Au nom de milliers de familles endeuillées, Eli Ben Shem a condamné ceux qui ont porté atteinte au caractère sacré du Mont Herzl et à la mémoire des soldats tombés au combat

Herzl Hajaj chahute le premier ministre, Naftali Bennett, lors du discours donné le Jour du Souvenir, au mont Herzl, en hommage aux victimes du terrorisme, le 4 mai 2022. (Crédit : Olivier Fitoussi/Flash90)
Herzl Hajaj chahute le premier ministre, Naftali Bennett, lors du discours donné le Jour du Souvenir, au mont Herzl, en hommage aux victimes du terrorisme, le 4 mai 2022. (Crédit : Olivier Fitoussi/Flash90)

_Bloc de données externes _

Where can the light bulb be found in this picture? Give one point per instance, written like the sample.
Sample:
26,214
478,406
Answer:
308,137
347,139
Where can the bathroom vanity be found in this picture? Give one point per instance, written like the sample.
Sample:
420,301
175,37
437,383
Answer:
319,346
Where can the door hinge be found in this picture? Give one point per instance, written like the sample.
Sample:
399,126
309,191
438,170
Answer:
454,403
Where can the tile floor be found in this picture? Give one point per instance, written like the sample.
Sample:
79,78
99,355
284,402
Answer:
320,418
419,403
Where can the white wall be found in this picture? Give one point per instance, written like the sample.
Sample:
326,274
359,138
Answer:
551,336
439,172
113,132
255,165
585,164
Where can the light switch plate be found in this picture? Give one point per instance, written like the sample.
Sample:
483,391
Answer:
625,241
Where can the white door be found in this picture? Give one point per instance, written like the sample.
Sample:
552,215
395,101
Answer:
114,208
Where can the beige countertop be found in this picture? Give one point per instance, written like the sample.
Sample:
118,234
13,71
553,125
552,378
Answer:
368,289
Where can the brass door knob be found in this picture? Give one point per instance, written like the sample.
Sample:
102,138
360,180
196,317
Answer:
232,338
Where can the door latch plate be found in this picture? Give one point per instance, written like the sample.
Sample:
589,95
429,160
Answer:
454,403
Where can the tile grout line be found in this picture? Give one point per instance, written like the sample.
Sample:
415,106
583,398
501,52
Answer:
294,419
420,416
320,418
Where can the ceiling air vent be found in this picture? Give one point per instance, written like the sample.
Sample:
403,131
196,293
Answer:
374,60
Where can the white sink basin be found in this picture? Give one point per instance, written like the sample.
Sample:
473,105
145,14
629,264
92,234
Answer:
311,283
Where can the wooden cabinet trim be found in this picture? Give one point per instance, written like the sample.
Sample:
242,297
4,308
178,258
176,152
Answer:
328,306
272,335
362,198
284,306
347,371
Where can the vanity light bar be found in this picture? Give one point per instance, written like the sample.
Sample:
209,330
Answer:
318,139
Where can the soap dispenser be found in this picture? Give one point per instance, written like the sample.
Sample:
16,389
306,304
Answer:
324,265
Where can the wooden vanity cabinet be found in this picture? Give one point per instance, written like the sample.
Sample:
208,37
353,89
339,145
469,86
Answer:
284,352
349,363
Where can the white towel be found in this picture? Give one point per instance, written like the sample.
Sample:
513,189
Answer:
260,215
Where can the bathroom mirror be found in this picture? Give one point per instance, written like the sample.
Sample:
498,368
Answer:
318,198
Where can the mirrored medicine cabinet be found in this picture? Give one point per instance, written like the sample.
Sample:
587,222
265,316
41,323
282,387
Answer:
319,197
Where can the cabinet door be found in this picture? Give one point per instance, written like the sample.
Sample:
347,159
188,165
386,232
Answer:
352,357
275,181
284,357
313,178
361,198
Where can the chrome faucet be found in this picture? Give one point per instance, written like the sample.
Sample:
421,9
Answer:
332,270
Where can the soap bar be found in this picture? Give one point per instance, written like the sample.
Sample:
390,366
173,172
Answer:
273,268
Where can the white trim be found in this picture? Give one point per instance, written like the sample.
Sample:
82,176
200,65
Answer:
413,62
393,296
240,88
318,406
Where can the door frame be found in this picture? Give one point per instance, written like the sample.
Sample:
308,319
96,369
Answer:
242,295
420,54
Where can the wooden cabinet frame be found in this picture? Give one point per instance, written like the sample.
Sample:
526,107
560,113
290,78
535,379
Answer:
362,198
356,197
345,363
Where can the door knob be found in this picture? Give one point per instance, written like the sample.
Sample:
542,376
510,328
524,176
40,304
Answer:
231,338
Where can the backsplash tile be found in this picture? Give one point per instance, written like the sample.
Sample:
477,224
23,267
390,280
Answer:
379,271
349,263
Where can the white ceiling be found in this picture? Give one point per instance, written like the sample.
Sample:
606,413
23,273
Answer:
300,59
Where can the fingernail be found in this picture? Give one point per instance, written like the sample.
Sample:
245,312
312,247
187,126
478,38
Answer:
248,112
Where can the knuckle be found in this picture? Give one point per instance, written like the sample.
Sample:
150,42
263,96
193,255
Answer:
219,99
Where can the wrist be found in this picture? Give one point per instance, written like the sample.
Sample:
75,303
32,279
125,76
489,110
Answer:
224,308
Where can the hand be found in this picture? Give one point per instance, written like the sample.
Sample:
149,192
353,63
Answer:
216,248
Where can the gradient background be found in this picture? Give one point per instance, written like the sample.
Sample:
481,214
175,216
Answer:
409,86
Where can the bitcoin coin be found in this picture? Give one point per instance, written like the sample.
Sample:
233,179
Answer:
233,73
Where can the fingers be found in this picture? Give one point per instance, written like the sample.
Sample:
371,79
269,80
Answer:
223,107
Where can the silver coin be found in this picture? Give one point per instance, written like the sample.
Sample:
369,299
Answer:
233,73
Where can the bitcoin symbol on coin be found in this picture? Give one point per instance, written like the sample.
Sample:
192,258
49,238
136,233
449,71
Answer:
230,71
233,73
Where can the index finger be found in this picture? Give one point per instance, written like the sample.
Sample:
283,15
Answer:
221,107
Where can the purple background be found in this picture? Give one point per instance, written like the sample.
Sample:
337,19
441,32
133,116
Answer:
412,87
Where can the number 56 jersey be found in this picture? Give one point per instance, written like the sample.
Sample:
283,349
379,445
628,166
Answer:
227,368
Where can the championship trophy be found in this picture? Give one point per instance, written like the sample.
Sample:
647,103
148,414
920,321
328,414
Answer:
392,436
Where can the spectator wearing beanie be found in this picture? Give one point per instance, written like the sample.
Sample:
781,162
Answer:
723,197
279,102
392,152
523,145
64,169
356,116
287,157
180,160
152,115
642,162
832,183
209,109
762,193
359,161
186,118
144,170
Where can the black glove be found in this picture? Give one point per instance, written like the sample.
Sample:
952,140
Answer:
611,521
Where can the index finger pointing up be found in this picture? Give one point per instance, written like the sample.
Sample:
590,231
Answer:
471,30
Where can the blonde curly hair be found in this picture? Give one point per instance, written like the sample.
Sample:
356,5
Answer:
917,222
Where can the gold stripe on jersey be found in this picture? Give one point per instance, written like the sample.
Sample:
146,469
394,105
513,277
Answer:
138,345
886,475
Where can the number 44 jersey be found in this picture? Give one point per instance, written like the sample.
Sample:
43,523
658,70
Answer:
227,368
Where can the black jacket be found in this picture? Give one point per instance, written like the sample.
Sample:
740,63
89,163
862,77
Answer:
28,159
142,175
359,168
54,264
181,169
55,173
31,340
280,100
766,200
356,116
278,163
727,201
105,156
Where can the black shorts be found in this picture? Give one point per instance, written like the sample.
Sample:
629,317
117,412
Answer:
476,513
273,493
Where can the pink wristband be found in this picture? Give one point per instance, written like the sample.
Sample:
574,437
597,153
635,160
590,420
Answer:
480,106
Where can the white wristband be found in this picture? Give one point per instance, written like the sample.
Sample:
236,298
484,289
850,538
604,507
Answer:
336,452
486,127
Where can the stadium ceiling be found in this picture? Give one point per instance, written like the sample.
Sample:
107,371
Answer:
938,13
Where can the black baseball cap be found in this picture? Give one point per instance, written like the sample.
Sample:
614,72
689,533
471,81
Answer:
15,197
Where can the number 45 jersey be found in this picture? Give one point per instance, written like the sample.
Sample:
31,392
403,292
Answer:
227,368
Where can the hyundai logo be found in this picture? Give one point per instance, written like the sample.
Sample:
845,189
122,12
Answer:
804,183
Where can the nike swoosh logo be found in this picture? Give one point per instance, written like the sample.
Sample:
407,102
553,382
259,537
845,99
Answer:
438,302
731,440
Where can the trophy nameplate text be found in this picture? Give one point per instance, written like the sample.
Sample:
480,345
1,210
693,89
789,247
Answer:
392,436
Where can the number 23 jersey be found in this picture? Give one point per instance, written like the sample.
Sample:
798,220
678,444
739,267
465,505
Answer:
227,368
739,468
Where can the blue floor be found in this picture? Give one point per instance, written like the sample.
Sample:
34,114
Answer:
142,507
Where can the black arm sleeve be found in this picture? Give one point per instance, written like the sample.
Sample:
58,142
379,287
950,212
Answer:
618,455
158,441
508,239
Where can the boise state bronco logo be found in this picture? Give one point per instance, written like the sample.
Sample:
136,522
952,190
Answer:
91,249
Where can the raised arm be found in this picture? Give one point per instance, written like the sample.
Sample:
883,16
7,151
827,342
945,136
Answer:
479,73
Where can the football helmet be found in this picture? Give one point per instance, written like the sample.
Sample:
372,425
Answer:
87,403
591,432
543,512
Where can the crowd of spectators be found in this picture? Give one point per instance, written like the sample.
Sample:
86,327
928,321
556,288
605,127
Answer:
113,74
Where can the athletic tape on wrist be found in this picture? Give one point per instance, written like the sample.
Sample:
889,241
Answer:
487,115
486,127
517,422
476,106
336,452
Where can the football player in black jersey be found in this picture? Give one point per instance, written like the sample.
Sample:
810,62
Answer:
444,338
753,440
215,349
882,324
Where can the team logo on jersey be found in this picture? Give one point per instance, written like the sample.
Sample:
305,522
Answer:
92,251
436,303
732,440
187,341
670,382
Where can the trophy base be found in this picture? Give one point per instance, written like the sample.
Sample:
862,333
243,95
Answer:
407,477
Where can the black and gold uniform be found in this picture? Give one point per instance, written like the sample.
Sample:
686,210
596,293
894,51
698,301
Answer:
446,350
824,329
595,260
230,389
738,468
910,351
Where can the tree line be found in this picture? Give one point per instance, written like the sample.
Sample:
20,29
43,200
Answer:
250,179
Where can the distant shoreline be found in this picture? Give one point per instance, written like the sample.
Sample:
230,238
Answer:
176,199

Des groupes de familles endeuillées et d’autres personnes ont critiqué mercredi les chahuteurs qui ont interrompu les discours du Premier ministre Naftali Bennett et d’autres personnes à l’occasion de Yom Hazikaron, affirmant que la politique ne devrait pas être mêlée aux commémorations sacrées de cette journée.

« Au nom de milliers de familles endeuillées, nous condamnons avec véhémence ceux qui ont porté atteinte au caractère sacré du Mont Herzl et à la mémoire des soldats tombés au combat », a déclaré Eli Ben Shem, chef de Yad Labanim, une organisation de commémoration des soldats, à la radio de l’armée. « Je suis désolé que parmi nous il y ait des extrémistes qui portent atteinte à ce jour d’unité. Ces journées sacrées devraient être distinguées des discussions et des arguments politiques ».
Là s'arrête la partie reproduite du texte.